The Bush administration, departing from Clinton-era restrictions on managing rangeland, on Friday proposed new rules aimed at helping livestock owners whose cattle range on public lands. Environmentalists feared the change would lead to damage of public lands by herds.
The new rules would give the Interior Department’s Bureau of Land Management two years, instead of one, to make grazing decisions needed to maintain healthy ranges.
“This proposal recognizes that ranching is crucial not only to the economies of Western rural communities, but also to the history, social fabric and cultural identity of these communities,” Interior Secretary Gale Norton said in a prepared statement.
Norton announced the proposal in a speech Friday to a convention of livestock owners in Albuquerque, N.M. She described the proposal as an attempt to improve grazing management and help continue public lands ranching in the rural West.
“This proposed rule will help public lands ranchers stay on the land,” Norton said in remarks prepared for her speech to the convention. “It will do that by creating a regulatory framework that lets ranchers succeed based on sound business judgment and sustainable ranching practices.”
Activists fear overgrazing
But the Natural Resources Defense Council, an environmental group, said it expects the proposal to mark a return to practices that have allowed decades of overgrazing and other unsustainable grazing practices. The group said “the clear and short deadline of one year for action is the first step to halt grazing damage.”
The new rules also would require more studies and monitoring any time the Bureau of Land Management evaluates whether health standards for rangeland are being met and reward livestock owners by letting them split ownership with the BLM for permanent improvements such as fences, wells and pipelines.
Other changes include:
Removal of the current limit of three consecutive years under which livestock operators can retain grazing permits but not make use of them. Operators would be allowed to apply for nonuse for up to one year at a time, for conservation or business purposes.
Elimination of long-term conservation-use grazing permits that department officials say were invalidated by a federal appeals court.
Clarify how the Bureau of Land Management authorizes grazing when a permit is postponed because of an administrative appeal.
‘Improve ... relationships’
BLM Director Kathleen Clarke, whose agency manages 261 million acres, said in remarks prepared for Friday that the proposed changes are “a major step forward” toward better rangeland management and will “improve the agency’s working relationships” with permit-holders.

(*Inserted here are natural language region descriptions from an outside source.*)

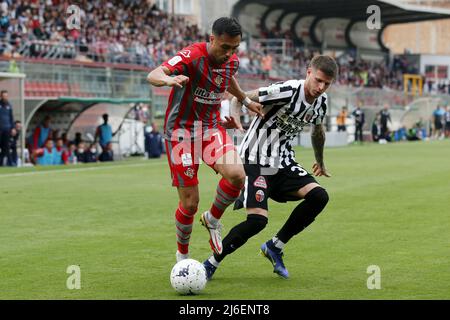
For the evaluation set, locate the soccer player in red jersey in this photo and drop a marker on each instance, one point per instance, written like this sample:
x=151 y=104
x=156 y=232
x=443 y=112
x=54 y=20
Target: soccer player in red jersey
x=199 y=76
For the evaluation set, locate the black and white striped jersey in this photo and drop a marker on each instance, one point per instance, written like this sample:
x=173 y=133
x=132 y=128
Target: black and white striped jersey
x=268 y=141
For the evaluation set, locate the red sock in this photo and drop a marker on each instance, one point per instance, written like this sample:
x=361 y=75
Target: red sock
x=183 y=223
x=226 y=194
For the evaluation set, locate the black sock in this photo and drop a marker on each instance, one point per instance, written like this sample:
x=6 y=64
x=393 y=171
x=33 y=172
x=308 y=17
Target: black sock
x=241 y=233
x=304 y=214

About 160 million of those acres are authorized for grazing by some 18,000 permit- and leaseholders, but what is grazed is typically less because of drought, wildfires and business decisions.
“This proposed rule reflects our agency’s commitment to continue livestock grazing as one of the legitimate uses of the public lands,” Clarke said.
The proposal is to be published in the Federal Register on Dec. 8, and the BLM also plans to release a draft study of the proposal’s environmental impact later this month. The public is being given at least 60 days to comment on both.
Feedback can be delivered via www.blm.gov/grazing/.